The number of newly laid-off workers seeking unemployment benefits likely rose last week, after a steep drop.
A Labor Department report is projected to show new unemployment insurance claims rose by 14,000 to a seasonally adjusted 480,000 last week, according to economists surveyed by Thomson Reuters.
The previous week's figure of 466,000 was the lowest total since the week of Sept. 13, 2008.
Economists closely monitor initial claims, which are considered a gauge of the pace of layoffs and an indication of companies' willingness to hire new workers. The report is due Thursday at 8:30 a.m. EST.
Claims have steadily declined from a peak of 674,000 this spring. That indicates firings are decreasing, but most economists say weekly claims would have to fall to about 425,000 for several weeks to signal that the economy is actually adding jobs. Some economists put the number higher, around 475,000.
The number of people continuing to claim benefits, meanwhile, is expected to drop by about 20,000 to 5.4 million for the week ending Nov. 21. Those figures lag initial claims by a week.
But the continuing claims do not include millions of people that have used up the regular 26 weeks of benefits typically provided by states, and are receiving extended benefits for up to 73 additional weeks, paid for by the federal government.
About 4.2 million people were receiving extended benefits in the week ended Nov. 14, the latest data available.
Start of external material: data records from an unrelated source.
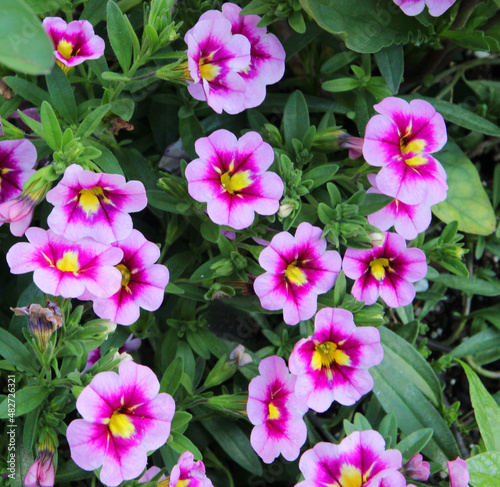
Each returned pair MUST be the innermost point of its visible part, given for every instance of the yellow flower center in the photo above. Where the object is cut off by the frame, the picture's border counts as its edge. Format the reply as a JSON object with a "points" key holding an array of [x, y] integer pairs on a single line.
{"points": [[90, 199], [69, 262], [378, 267], [65, 48], [295, 274], [125, 274], [326, 354], [234, 182], [274, 412], [350, 477], [121, 425], [208, 71]]}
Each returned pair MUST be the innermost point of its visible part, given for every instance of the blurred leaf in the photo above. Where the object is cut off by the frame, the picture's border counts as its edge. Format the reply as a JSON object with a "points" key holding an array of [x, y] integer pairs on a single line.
{"points": [[61, 94], [486, 410], [467, 201], [235, 443], [295, 118], [390, 61], [366, 26], [484, 469], [119, 36], [24, 44]]}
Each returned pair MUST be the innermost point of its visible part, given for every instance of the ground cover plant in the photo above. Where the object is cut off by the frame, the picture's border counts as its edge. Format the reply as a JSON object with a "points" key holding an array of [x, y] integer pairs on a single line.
{"points": [[250, 243]]}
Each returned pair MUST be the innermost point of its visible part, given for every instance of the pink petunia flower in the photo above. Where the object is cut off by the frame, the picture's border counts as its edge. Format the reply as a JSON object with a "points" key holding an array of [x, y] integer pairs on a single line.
{"points": [[276, 412], [459, 475], [360, 459], [387, 271], [267, 56], [188, 473], [97, 205], [64, 268], [408, 220], [231, 177], [400, 140], [417, 469], [414, 7], [124, 418], [332, 364], [298, 269], [17, 162], [143, 282], [215, 56], [74, 43]]}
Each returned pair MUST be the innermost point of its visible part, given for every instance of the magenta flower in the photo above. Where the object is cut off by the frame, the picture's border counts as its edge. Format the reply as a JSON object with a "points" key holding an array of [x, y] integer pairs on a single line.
{"points": [[298, 269], [400, 140], [267, 56], [188, 473], [359, 460], [97, 205], [332, 364], [231, 177], [124, 418], [459, 475], [143, 282], [64, 268], [17, 162], [414, 7], [408, 220], [74, 43], [276, 412], [215, 56], [387, 271], [417, 468]]}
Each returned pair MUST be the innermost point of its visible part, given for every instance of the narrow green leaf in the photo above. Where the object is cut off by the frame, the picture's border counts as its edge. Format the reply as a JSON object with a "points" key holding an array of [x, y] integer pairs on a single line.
{"points": [[91, 121], [466, 201], [235, 443], [51, 128], [15, 352], [119, 36], [25, 400], [24, 45], [61, 94], [484, 469], [29, 91], [295, 118], [390, 61], [486, 410]]}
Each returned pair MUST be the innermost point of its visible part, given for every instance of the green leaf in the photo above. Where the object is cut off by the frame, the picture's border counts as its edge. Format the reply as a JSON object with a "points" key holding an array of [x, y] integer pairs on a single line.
{"points": [[24, 44], [172, 377], [91, 121], [61, 94], [399, 354], [25, 400], [366, 26], [119, 36], [51, 128], [484, 469], [467, 201], [486, 410], [29, 91], [15, 352], [235, 443], [471, 285], [413, 443], [459, 115], [390, 61], [400, 396], [295, 118], [340, 85]]}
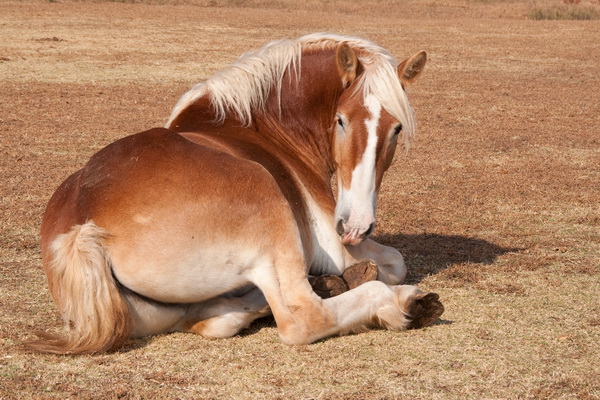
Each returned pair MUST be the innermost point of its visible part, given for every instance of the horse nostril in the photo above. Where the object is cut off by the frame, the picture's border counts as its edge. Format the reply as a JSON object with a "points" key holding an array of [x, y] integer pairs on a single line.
{"points": [[339, 228]]}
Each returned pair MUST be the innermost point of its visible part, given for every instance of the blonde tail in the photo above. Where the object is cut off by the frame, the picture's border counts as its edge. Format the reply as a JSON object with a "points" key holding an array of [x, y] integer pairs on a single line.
{"points": [[96, 316]]}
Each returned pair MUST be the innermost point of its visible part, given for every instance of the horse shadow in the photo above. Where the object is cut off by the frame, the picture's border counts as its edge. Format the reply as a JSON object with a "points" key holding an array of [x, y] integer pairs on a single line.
{"points": [[430, 253]]}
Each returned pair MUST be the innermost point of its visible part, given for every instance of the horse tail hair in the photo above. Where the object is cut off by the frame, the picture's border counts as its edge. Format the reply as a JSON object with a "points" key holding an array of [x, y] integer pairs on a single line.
{"points": [[96, 315]]}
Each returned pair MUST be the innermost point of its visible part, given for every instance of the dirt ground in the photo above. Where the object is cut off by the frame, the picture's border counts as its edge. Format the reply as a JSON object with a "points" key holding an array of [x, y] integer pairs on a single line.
{"points": [[496, 207]]}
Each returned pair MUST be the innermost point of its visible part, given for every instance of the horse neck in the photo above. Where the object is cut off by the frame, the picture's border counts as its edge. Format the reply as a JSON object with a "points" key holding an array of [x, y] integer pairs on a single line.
{"points": [[299, 120]]}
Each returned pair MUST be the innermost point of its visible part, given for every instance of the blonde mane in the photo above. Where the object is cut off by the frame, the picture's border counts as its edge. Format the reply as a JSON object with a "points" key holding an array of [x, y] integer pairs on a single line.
{"points": [[247, 83]]}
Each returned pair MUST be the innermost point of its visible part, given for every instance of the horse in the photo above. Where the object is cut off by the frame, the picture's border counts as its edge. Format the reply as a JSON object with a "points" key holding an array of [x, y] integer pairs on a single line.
{"points": [[220, 217]]}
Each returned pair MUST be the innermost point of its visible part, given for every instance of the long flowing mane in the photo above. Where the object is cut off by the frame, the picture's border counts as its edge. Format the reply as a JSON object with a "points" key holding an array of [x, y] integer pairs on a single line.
{"points": [[247, 83]]}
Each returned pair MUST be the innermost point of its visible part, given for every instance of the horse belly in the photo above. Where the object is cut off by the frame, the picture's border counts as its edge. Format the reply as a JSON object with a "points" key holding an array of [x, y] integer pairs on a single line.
{"points": [[184, 272]]}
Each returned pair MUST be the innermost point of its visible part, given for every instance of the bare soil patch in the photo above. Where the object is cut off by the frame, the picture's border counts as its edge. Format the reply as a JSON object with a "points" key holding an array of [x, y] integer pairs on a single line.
{"points": [[496, 207]]}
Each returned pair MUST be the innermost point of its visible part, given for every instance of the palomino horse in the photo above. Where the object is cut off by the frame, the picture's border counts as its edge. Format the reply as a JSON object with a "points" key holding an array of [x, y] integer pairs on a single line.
{"points": [[219, 219]]}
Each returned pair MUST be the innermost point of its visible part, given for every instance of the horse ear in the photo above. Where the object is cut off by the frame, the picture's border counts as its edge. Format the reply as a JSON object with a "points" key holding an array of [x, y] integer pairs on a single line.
{"points": [[412, 67], [347, 64]]}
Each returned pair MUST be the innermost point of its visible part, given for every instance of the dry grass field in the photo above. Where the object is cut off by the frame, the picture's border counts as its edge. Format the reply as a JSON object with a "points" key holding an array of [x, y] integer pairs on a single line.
{"points": [[496, 207]]}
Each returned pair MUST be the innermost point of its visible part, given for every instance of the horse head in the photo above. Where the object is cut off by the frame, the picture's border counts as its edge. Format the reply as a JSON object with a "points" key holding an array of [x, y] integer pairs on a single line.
{"points": [[372, 114]]}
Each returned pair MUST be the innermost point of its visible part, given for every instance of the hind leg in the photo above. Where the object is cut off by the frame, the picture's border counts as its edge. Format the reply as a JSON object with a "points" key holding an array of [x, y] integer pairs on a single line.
{"points": [[224, 316]]}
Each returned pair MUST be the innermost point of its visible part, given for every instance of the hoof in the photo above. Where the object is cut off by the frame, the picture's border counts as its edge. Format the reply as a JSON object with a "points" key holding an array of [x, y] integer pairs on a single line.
{"points": [[327, 286], [359, 273], [424, 310]]}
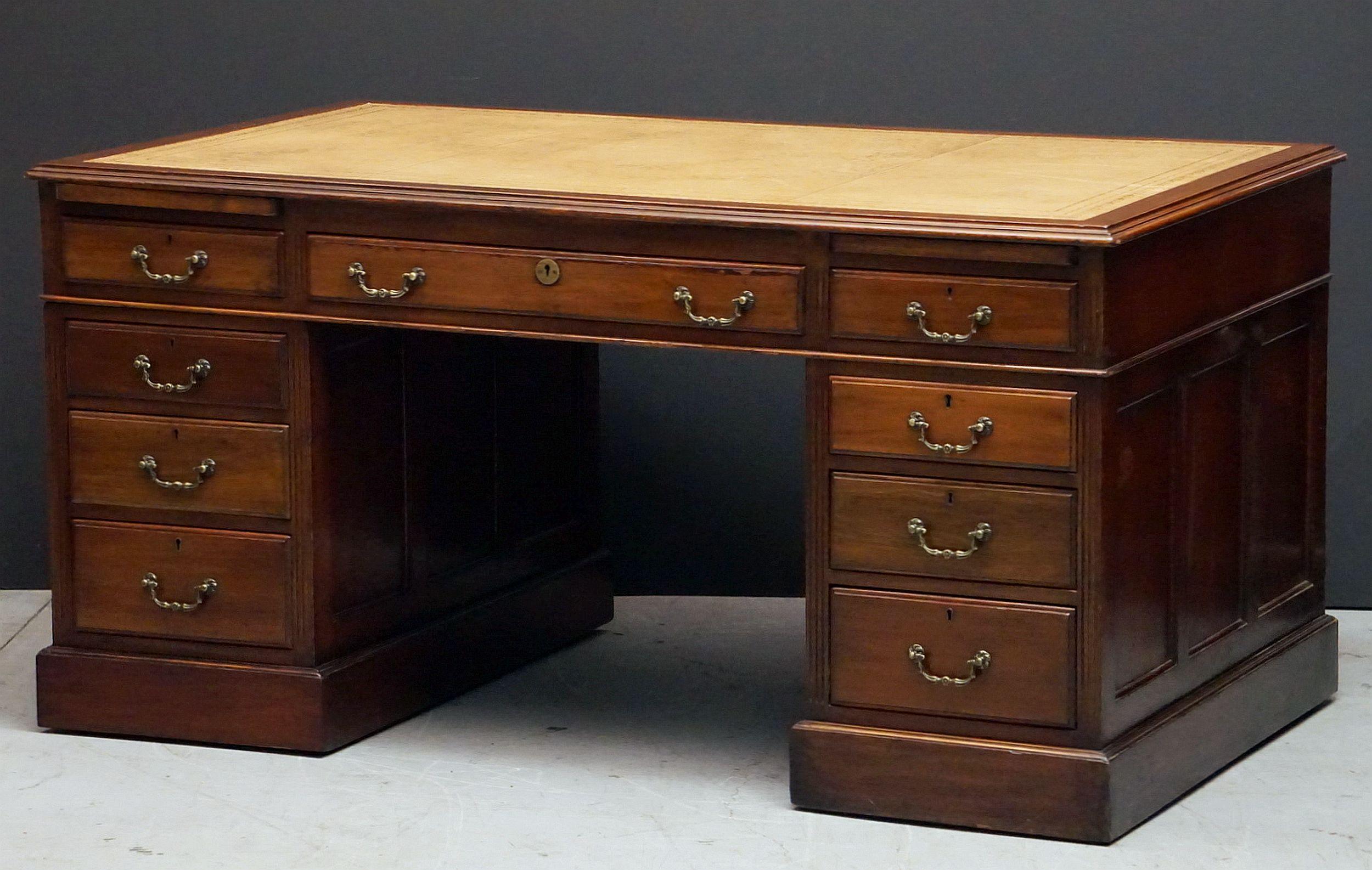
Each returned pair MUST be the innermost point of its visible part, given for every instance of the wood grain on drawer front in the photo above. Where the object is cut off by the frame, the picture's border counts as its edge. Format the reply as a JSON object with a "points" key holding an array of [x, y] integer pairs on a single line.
{"points": [[592, 286], [250, 464], [1031, 677], [246, 368], [1032, 530], [1024, 313], [251, 574], [1030, 427], [240, 261]]}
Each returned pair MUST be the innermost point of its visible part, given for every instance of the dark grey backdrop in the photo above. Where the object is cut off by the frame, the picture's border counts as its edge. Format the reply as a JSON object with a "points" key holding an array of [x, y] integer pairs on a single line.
{"points": [[701, 450]]}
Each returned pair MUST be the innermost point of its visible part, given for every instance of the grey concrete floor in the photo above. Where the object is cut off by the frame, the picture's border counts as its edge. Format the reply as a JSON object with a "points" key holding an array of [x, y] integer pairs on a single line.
{"points": [[659, 743]]}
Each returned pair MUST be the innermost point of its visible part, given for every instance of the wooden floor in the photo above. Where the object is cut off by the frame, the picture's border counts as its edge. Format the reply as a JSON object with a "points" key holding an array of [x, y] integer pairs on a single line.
{"points": [[660, 742]]}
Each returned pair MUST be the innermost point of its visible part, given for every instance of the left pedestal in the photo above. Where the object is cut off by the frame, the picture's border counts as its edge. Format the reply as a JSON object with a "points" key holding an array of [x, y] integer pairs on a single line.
{"points": [[293, 535]]}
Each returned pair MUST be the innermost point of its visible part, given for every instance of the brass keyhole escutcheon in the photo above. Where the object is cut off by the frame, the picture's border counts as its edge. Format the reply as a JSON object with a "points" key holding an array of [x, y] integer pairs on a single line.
{"points": [[547, 271]]}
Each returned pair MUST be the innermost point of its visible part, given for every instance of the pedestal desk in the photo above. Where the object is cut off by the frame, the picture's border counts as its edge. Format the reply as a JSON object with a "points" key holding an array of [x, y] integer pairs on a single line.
{"points": [[324, 431]]}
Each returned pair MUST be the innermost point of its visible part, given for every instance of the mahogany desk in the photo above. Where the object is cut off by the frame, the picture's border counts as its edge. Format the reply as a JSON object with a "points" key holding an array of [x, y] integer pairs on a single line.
{"points": [[323, 414]]}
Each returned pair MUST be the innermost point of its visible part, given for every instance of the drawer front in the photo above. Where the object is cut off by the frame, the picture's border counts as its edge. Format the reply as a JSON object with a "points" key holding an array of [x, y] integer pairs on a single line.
{"points": [[583, 286], [237, 261], [198, 367], [951, 309], [1030, 666], [249, 464], [977, 532], [947, 422], [234, 584]]}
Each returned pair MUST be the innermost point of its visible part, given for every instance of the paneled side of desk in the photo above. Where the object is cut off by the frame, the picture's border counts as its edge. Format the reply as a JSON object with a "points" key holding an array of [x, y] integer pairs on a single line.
{"points": [[1064, 477]]}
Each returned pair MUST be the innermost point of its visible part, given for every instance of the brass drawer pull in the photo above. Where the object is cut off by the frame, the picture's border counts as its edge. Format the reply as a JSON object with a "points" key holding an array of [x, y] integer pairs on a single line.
{"points": [[202, 593], [977, 666], [202, 474], [921, 426], [409, 282], [979, 535], [198, 260], [743, 304], [194, 372], [980, 318]]}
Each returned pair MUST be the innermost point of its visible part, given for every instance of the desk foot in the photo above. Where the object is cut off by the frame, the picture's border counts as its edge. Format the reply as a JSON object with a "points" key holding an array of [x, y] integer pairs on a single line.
{"points": [[322, 709], [1069, 794]]}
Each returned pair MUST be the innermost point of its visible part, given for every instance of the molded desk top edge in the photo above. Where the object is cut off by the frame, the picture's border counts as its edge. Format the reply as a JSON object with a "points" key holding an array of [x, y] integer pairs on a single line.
{"points": [[940, 183]]}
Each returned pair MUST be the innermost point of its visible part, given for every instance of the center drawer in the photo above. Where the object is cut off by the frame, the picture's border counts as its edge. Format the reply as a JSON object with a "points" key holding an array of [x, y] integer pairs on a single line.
{"points": [[1006, 534], [741, 297], [213, 585], [1003, 660], [195, 466]]}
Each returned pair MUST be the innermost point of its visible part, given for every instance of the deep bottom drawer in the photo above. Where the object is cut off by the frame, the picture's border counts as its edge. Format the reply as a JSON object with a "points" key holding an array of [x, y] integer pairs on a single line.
{"points": [[1027, 676], [114, 567]]}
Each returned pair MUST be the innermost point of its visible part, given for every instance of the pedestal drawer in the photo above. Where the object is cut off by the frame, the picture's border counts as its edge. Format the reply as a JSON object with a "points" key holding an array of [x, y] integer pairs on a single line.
{"points": [[198, 367], [179, 464], [1002, 660], [958, 530], [212, 585], [954, 423], [733, 296], [190, 258], [951, 309]]}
That's a drop of about 18,000 from the previous week.
Congress added 14 to 20 weeks to the extended program Nov. 6, the fourth extension since the recession began and the longest total extension on record. That boosted the total number of weeks a person could collect unemployment to as much as 99 in the hardest-hit states.
But more than 1 million people will run out of unemployment benefits in January unless Congress quickly extends federal emergency aid, a nonprofit group said last month. The November extension didn't address an underlying problem: The emergency unemployment compensation program, including all additional weeks, expires at the end of this year.
If the program isn't renewed, after Jan. 1 recipients who have used up their 26 weeks of state benefits won't get any extra coverage, according to the National Employment Law Project.
Even as claims are falling and the economy has started growing, the unemployment rate is continuing to rise. It jumped to 10.2 percent in October from 9.8 percent, the highest level in more than 26 years, the government said earlier this month.
At the same time, the economy grew at a 2.8 percent annual rate in the July-September quarter. That was not as strong as first reported, but still broke a record string of four straight quarterly declines.
Gannett Co. this week said it was cutting 26 newsroom jobs at its flagship USA Today newspaper and eliminating 11 positions at USA Weekend magazine. Another media company, the Greenspun Media Group, which publishes the Las Vegas Sun, announced it was reorganizing its operations in a cost-cutting move and would lay off an unspecified number of workers.